Each parser extracts the following fields (when available):

- `title` -- The result heading
- `url` -- The link to the result page
- `snippet` -- The text preview / description
- `position` -- The result's rank on the page

---

## Output Formats

### JSON

```json
[
  {
    "position": 1,
    "title": "Example Domain",
    "url": "https://example.com",
    "snippet": "This domain is for use in illustrative examples..."
  },
  {
    "position": 2,
    "title": "Another Result",
    "url": "https://another.example.com",
    "snippet": "Another example snippet text..."
  }
]
```

### Markdown

```markdown
## 1. Example Domain
**URL:** https://example.com
This domain is for use in illustrative examples...

---

## 2. Another Result
**URL:** https://another.example.com
Another example snippet text...
```

### Dict (Python)

```python
[
    {
        "position": 1,
        "title": "Example Domain",
        "url": "https://example.com",
        "snippet": "This domain is for use in illustrative examples...",
    },
    {
        "position": 2,
        "title": "Another Result",
        "url": "https://another.example.com",
        "snippet": "Another example snippet text...",
    },
]
```

---

## CLI Usage

`search-parser` includes a command-line interface for quick parsing:

```bash
# Parse an HTML file to JSON (auto-detects search engine)
search-parser parse results.html --format json

# Parse with explicit engine
search-parser parse results.html --engine google --format markdown

# Read from stdin
cat results.html | search-parser parse - --format json

# Output to a file
search-parser parse results.html --format json --output results.json
```

---

## Documentation

Full documentation is available at [https://search-parser.github.io/search-parser/](https://search-parser.github.io/search-parser/).

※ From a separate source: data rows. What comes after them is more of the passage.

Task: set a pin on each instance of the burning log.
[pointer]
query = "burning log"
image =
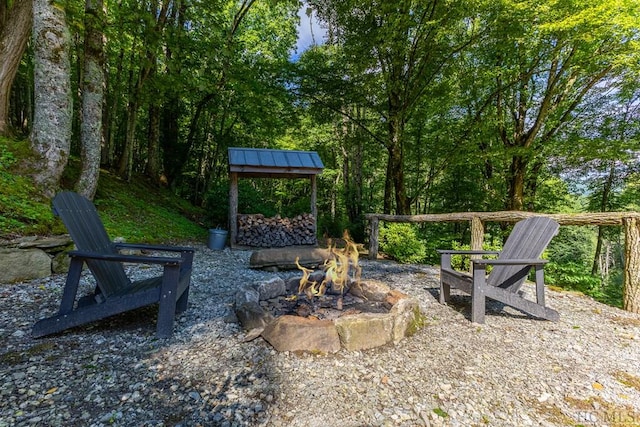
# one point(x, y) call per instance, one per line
point(336, 275)
point(258, 231)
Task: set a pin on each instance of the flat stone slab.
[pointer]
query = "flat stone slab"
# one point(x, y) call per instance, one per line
point(285, 258)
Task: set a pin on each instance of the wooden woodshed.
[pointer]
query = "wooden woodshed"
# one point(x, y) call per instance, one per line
point(269, 163)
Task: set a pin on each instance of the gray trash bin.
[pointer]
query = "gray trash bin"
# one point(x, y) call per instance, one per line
point(217, 238)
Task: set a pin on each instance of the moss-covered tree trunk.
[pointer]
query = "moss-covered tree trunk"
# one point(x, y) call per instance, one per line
point(92, 98)
point(631, 291)
point(51, 132)
point(15, 26)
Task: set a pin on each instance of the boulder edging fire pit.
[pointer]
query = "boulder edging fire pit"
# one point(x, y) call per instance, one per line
point(327, 330)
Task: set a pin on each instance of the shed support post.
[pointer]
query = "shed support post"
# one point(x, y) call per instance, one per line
point(233, 208)
point(373, 237)
point(314, 206)
point(631, 290)
point(477, 237)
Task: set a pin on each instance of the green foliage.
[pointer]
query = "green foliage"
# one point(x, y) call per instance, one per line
point(401, 242)
point(250, 201)
point(137, 211)
point(141, 212)
point(463, 262)
point(22, 209)
point(571, 255)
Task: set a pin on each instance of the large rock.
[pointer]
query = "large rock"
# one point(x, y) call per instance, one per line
point(294, 333)
point(23, 264)
point(252, 317)
point(365, 330)
point(285, 258)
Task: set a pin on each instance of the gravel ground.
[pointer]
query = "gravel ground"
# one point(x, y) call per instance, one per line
point(512, 371)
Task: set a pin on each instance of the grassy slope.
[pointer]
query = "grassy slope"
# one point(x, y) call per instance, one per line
point(137, 211)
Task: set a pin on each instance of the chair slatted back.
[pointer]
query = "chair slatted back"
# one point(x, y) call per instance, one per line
point(83, 223)
point(528, 240)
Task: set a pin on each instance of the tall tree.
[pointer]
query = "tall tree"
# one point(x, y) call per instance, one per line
point(51, 132)
point(92, 98)
point(15, 27)
point(399, 51)
point(545, 58)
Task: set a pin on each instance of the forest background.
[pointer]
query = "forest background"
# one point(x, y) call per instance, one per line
point(414, 107)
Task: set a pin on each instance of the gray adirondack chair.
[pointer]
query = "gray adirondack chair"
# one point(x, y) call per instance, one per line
point(520, 254)
point(115, 292)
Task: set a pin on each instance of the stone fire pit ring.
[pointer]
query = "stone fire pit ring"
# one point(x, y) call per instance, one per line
point(352, 332)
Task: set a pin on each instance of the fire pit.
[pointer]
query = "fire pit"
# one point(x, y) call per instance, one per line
point(327, 309)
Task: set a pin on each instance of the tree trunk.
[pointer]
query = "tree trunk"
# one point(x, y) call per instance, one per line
point(92, 99)
point(13, 41)
point(51, 133)
point(517, 175)
point(604, 202)
point(153, 150)
point(631, 291)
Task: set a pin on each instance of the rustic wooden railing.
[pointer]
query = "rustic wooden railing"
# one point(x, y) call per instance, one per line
point(629, 220)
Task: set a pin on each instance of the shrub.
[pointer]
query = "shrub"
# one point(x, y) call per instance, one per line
point(401, 242)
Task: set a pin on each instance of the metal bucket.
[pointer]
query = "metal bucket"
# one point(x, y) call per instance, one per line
point(217, 239)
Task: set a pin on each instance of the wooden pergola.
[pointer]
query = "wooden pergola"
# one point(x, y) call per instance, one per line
point(268, 163)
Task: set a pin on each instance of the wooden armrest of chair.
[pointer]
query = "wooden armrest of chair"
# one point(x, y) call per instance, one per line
point(134, 259)
point(466, 252)
point(514, 261)
point(153, 247)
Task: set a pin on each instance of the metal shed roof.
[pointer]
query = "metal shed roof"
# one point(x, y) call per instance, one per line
point(258, 162)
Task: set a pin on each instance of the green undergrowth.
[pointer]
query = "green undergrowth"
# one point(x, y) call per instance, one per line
point(137, 211)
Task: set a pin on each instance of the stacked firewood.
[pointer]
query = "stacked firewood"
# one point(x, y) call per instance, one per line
point(256, 230)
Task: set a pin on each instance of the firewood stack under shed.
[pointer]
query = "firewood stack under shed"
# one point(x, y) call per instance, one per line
point(258, 231)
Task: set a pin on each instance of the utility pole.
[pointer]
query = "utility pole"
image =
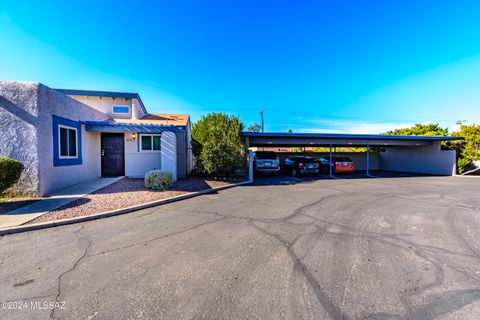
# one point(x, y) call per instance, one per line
point(261, 116)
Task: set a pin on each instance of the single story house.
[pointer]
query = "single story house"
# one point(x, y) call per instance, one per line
point(65, 137)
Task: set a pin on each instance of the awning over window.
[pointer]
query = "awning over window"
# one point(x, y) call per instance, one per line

- [Getting Started](https://search-parser.github.io/search-parser/getting_started/)
- [API Reference](https://search-parser.github.io/search-parser/api_reference/)
- [Adding a New Search Engine](https://search-parser.github.io/search-parser/adding_search_engine/)
- [Examples](https://search-parser.github.io/search-parser/examples/basic_usage/)

---

## Contributing

Contributions are welcome! Please read our [Contributing Guide](CONTRIBUTING.md) for details on the development workflow, how to add new parsers, and how to submit pull requests.

---

## License

This project is licensed under the Apache License 2.0. See the [LICENSE](LICENSE) file for details.